RDF Triplet Conversion: An efficient, deterministic method to convert complex, nested JSON into RDF triplets, preserving data integrity and enabling semantic querying without LLM extraction noise.
Comprehensive Empirical Comparison: A rigorous evaluation comparing Graph RAG (RDF/LPG) against traditional embedding-based RAG, demonstrating the superiority of graph-based approaches in unknown search spaces.

4. Results

The experiments were conducted on a dataset of 1,104 financial funds (1104 records, ~650k triplets) using 200 diverse queries (Search, Compare, Detail, Other).

Overall Performance:
- LPG (Graph RAG): Scored 185.5/200 (Highest).
- RDF (Graph RAG): Scored 172.5/200.
- Agentic RAG (Vector-based): Scored 116/200.
Performance by Intent:
- Search/Listing: LPG significantly outperformed others (93/100 vs. 80 for RDF and 38.5 for Agentic RAG). This highlights LPG's ability to handle "unknown search spaces" where the number of results is not predetermined.
- Compare & Detail: Both LPG and RDF performed strongly (41/45 and 43.5/45 respectively), while Agentic RAG lagged significantly.
Key Findings:
- Agentic RAG Limitations: Struggled with setting the retrieval parameter $k$ and suffered from embedding model confusion (e.g., mistaking similar fund codes like CGCP vs. CGCB).
- Graph Advantages: Graph-based methods eliminated the need for reranking and handled multi-hop reasoning (e.g., "List funds managed by Manager X") deterministically.
- LPG Superiority: The explicit schema design of LPG allowed for more efficient traversal and better handling of complex queries compared to the triplet-based RDF approach.

5. Significance

This paper establishes Graph RAG as a transformative solution for next-generation retrieval systems, particularly in domains with complex, semi-structured, and highly interconnected data.

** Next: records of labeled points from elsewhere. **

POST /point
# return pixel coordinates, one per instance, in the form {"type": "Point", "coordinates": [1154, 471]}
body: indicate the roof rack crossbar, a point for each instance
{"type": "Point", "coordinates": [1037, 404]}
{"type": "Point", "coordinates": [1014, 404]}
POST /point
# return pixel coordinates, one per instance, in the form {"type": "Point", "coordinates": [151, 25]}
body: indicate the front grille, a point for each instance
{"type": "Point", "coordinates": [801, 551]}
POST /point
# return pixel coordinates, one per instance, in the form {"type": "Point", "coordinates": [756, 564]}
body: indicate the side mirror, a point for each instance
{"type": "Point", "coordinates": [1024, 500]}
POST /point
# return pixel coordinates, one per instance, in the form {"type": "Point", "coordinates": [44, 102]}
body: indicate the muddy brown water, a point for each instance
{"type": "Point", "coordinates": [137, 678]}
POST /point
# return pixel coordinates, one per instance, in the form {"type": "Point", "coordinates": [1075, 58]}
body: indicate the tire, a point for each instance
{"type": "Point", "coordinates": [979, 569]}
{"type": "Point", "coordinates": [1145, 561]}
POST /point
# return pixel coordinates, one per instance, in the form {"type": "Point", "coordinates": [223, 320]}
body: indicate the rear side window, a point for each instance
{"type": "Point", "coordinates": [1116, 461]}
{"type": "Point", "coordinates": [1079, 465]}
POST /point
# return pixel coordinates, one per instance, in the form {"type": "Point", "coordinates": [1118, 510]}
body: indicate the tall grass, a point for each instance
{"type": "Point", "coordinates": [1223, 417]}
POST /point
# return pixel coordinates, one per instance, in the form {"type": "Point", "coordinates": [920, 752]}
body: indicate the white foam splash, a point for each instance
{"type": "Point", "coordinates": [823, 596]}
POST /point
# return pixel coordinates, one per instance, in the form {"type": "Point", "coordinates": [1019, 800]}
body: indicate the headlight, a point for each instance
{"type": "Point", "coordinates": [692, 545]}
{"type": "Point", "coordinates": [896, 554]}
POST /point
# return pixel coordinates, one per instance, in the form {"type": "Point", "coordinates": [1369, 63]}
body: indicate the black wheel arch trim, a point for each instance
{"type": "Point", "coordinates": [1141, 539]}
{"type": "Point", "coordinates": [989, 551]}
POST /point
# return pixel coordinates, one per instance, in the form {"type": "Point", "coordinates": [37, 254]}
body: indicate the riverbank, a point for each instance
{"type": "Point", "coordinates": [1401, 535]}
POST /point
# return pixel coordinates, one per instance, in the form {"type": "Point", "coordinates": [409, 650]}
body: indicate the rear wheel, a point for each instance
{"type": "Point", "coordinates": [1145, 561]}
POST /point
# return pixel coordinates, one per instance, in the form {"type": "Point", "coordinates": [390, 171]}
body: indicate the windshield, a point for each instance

Scalability: It demonstrates that graph-based retrieval scales effectively without the computational overhead of massive reranking pipelines or the hallucination risks of converting structured data to text.
Precision: By leveraging explicit relationships and schema-aware querying (Cypher/SPARQL), the system achieves higher factual accuracy and completeness, crucial for high-stakes domains like finance, healthcare, and law.
Future Direction: The work suggests a shift away from purely embedding-based retrieval toward schema-aware, graph-native architectures for tasks where the search space is dynamic and the relationships between entities are critical.

In conclusion, the authors prove that for complex, structured data, Labeled Property Graphs (LPG) combined with Text-to-Cypher represent the state-of-the-art approach, outperforming traditional vector-based RAG in accuracy, reasoning capability, and reliability.